NO WRITER ATTRIBUTED

It was surprising and discouraging to learn that the Faculty Committee on Educational Policy has turned down a request for a Swahili course at Harvard. Surprising, because--all circumstances of the request aside--there is no reason why the University shouldn't teach a language as important as Swahili; and discouraging, because the sketchy arguments advanced by the committee against Swahili show a disturbing ignorance of why a great university teaches language in the first place.

Just as the ideal university would teach all there is to know about men and their ways, so an ideal university would provide instruction in all the human tongues. This is clearly utopian, beyond the reach of Departmental budgets, and some standards of selection must determine what languages Harvard should teach.

If a language has a literature worth reading, Harvard should teach it.

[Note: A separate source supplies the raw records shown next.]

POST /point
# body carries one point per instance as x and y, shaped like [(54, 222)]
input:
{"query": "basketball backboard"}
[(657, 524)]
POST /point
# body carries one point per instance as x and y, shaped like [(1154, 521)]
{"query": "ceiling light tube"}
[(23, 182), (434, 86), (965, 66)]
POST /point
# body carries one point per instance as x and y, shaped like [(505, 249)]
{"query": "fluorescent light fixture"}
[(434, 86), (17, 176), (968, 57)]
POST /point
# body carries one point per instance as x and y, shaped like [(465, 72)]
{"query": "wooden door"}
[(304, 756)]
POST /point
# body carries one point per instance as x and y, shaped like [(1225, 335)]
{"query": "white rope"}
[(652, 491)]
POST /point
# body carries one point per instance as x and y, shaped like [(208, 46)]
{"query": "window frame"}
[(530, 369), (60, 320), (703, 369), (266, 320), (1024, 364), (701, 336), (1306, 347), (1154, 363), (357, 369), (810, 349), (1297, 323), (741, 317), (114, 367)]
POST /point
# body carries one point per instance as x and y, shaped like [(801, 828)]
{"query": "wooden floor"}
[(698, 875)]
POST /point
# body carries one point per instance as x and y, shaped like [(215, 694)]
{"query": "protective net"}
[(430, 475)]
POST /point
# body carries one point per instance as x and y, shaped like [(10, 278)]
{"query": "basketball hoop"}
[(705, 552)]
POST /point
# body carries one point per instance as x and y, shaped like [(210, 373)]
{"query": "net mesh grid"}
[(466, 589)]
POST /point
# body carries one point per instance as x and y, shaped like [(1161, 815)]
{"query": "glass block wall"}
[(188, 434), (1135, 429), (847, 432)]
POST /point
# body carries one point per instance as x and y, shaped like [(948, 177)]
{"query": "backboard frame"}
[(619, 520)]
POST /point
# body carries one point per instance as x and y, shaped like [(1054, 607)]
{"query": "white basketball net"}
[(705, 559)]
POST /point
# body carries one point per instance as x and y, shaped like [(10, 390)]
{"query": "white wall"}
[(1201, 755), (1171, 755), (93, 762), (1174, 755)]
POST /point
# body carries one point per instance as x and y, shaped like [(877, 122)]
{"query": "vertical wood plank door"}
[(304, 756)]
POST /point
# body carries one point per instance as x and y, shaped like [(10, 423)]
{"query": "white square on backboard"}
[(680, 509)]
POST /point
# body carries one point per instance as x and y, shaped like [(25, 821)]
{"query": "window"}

If a language is interesting structurally or historically, Harvard should teach it; very properly, Harvard has a course in Gothic, which has only one extant text, because it is important linguistically. If a language is useful for scholarly research, Harvard should teach it; for example, Dutch (which Harvard doesn't teach) is invaluable for students of Fine Arts. And Harvard should teach living languages, so that its graduates may communicate with other men. This last is clearly the broadest and loosest criterion. Plainly, since even teaching all the living tongues is also beyond its means, Harvard should select those languages which matter most in today's world--those which represent thriving cultures (like modern Greek, which we don't teach), and those which many people speak.

Swahili clearly falls into this last category. As the lingua franca of about one-third of Africa, it is important now, and it will become more important twenty years from now. Quite simply, there is no reason why the University should not provide a course in it, unless the CEP is out to prove what nobody disputes: that it is oblivious to the desires of Harvard's students, even when their requests are perfectly sound.